RealTime IT News

Big Refresh For Cisco's Network Security

Cisco  is rolling out new product versions of its self-defending network portfolio and shifting its network security strategy in the process.

The release comes just ahead of Cisco's quarterly results, in which analysts are looking for a solid quarter from the networking giant. Cisco's self-defending network products are a key part of those revenues.

Beyond providing the latest in security features, the latest suite is touting collaboration and ease of deployment.

The Self-Defending Network is Cisco's three-year-old initiative, in which a myriad of networking components from Cisco are combined to provide enterprise networks with a complete network defense platform. One of the most hyped elements of the self-defending network portfolio has been Cisco's Network Access Control (NAC) technology, though NAC is only a constituent of a greater whole.

The latest enhancements announced today include: Cisco's Intrusion Prevention System (IPS 6.0), Cisco Security Agent (CSA 5.2), Cisco Security Mitigation Analysis and Response System (CS-MARS 4.3), Cisco Security Manager (CSM 3.1) and Cisco's Secure Sockets Layer virtual private network (SSL VPN 8.0).

Mike Nielsen, marketing manager for threat control systems and solutions at Cisco, said think of it as a system. Take Cisco's Security Manager 3.1, he said. It's a comprehensive policy management suite that now manages everything in Cisco's security portfolio from intrusion prevention to firewall to SSL-VPN and IPsec VPN. In a similarly comprehensive approach, the new IPS 6.0 product is now able to be pervasive across a network's infrastructure.

"We're integrating in technology from around the portfolio for network anomaly detection," Nielsen said. "So rather than looking at just signatures, we are now able to identify anomalies in traffic patterns based on our own analysis."
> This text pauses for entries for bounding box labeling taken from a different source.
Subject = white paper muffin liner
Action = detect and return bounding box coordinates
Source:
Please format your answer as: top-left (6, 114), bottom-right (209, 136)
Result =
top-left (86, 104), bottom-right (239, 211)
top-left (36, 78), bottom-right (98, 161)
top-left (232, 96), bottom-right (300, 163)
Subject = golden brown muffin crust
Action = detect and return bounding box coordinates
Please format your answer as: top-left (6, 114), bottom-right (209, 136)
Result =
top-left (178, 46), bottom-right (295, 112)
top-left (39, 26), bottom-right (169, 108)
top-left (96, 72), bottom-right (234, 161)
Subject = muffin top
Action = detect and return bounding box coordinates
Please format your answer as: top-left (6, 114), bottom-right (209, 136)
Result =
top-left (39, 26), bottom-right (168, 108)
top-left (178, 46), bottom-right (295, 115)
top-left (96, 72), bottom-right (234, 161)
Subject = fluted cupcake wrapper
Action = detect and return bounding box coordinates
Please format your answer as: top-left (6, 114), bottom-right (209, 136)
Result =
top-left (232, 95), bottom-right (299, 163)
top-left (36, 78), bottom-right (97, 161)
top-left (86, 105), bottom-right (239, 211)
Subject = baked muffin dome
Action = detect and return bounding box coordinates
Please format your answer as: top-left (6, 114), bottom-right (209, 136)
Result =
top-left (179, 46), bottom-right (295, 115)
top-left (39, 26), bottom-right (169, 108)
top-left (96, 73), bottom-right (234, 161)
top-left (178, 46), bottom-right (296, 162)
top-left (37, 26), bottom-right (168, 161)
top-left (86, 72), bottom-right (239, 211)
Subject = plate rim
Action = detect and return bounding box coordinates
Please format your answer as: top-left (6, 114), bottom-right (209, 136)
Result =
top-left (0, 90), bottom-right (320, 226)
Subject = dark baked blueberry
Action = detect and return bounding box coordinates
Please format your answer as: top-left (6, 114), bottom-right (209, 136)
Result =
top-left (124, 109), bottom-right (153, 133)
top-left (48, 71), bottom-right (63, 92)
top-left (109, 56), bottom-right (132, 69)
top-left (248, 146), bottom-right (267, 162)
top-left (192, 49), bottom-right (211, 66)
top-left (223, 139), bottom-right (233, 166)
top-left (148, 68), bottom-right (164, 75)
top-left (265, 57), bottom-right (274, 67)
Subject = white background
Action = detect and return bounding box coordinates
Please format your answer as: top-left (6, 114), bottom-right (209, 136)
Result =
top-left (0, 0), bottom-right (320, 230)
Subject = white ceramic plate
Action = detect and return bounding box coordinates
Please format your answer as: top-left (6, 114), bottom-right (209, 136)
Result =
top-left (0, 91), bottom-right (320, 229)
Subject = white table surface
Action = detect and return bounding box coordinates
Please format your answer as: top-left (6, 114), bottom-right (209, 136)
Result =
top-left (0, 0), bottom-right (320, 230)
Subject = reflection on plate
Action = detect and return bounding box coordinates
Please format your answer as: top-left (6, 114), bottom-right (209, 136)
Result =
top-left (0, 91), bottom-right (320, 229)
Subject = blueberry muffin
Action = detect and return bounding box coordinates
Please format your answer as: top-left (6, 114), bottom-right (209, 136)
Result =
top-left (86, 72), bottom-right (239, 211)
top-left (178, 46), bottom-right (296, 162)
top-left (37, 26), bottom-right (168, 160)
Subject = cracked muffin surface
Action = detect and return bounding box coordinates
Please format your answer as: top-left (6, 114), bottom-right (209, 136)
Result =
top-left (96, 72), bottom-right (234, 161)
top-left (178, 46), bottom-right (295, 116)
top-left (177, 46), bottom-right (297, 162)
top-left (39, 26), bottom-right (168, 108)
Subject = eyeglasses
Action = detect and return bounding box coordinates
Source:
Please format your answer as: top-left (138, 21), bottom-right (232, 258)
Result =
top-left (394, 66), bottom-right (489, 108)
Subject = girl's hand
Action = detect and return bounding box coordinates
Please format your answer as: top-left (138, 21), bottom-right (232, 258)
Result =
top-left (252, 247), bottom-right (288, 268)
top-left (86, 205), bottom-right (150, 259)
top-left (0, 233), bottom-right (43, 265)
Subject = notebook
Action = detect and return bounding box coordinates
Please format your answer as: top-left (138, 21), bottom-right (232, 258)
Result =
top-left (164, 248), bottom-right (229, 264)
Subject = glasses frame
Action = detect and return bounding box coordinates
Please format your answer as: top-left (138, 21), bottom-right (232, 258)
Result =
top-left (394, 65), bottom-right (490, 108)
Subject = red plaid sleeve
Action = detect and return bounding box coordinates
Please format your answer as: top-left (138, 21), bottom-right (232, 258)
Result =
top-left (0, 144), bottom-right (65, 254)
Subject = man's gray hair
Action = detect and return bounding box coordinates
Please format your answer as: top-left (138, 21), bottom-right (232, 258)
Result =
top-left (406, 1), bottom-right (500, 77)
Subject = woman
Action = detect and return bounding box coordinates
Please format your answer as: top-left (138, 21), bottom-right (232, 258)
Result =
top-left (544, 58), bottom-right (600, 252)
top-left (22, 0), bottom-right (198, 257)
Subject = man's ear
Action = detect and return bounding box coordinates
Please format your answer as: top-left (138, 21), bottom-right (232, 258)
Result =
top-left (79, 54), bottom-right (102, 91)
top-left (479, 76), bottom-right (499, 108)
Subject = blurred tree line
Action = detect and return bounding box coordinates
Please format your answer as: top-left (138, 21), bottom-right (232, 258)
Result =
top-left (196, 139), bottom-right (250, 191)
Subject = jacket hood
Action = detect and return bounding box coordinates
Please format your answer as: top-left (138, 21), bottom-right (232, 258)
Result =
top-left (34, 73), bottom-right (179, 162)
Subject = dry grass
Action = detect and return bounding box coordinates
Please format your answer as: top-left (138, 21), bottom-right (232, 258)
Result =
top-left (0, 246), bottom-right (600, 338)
Cisco's self-defending network products correlate all the anomalous network activity and make a determination of whether it represents real threats. If the activity is deemed a threat, then network administrators are provided with a list of actions to take.

This is a key approach to managing network security, as more devices log into an enterprise network. A key entry point for them is remote access granted with the use of IPsec or SSL-VPNs as security protocols. Traditionally there has been a divide between the two disparate technologies in terms of ease of deployment and manageability. IPsec VPNs usually require some form of client application at the user end in order to access network assets. By contrast, SSL-VPNs typically utilize a Web browser in order to facilitate access, though end-user clients are also common.

Cisco's new AnyConnect VPN client, which is part of Cisco's new ASA 8.0 VPN software, challenges the usual IPsec vs. SSL-VPN debate. Mark Jansen, line manager for Cisco's SSL-VPN product said the new AnyConnect technology provides a seamless connection to an end-user without much effort from the end user regardless of whether they are using a Windows, Mac, UNIX or Linux machine.

"Cisco any connect client is about delivering an intelligent VPN network experience to a broad base of endpoints," Jansen said. "The technology works without the end user needing to know what version they need as the system figures out what version they should have. It can adapt to different needs."

AnyConnect uses the right transport method and knows what to deliver based on the desktop and the usage, he added.

The new enhancements to Cisco's Self Defending Network construct are all part of Cisco's effort to keep base with outside threats. It's an effort that even with the new product enhancement is likely to continue for the foreseeable future.

"As the threat landscape continues to evolve we're going to have to get better with out tools," Nielsen said. "The collaboration element is going to be more important, making sure our products work well together."

"The biggest piece is making this stuff manageable. It's been one of the larger headaches for organizations at large."